Ici, on n’est pas à Rapporteurs sans frontières. On se gardera donc de répertorier les intervenants et journalistes en fonction de leurs opinions supposées. Si la sensibilité plutôt centro-droitière de certains confrères est notoire, ils se gardent de l’afficher, alors qu’on ne compte plus ceux qui, à l’instar de Laurent Ruquier, se font une gloire de voter à gauche et, surtout, de lutter contre l’« extrême droite ». « On lui disait à Laurent, que le téléspectateur n’avait pas besoin de savoir pour qui il votait », raconte un ancien de la maison. Avec l’efficacité que l’on sait. À France Télévisions comme ailleurs, la droite se porte en secret, la gauche, en sautoir.

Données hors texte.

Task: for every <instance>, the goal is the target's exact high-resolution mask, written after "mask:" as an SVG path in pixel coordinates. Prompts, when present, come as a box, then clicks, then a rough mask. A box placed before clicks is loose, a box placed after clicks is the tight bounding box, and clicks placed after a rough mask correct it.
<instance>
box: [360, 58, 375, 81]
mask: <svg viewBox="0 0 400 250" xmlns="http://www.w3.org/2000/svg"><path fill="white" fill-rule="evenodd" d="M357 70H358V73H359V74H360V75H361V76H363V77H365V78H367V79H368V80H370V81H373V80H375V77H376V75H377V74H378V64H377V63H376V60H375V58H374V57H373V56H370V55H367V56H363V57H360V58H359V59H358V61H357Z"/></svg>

Dès son arrivée, Delphine Ernotte a fait causer dans les chaumières réacs (y compris dans ces colonnes) avec ses déclarations tonitruantes, d’abord contre cette « télé de mâles blancs », ensuite sur sa volonté de montrer la France telle qu’elle la rêve plutôt que telle qu’elle est. Cependant, il faut lui en faire crédit, elle tient bon contre tous ceux qui prétendent soumettre les œuvres du passé à un brevet de moralité[1]. S’agissant de celles du présent, le volontarisme est de mise, comme le montrent les hilarantes consignes adressées aux producteurs de fiction pour qu’ils contribuent à l’évangélisation diversitaire du populo. Sur ce point, Ernotte ne fait pas mystère de son enthousiasme, d’ailleurs conforme, insiste-t-elle, à la volonté du législateur et du gouvernement. Selon le préambule de son cahier des charges, France TV doit « affirmer  sa valeur d’exemplarité en ce qui concerne la lutte contre les discriminations et la représentation de la diversité de la société française » (pardon pour cette langue pâteuse), la mise en œuvre de cette exemplarité relevant de la célèbre méthode du doigt mouillé.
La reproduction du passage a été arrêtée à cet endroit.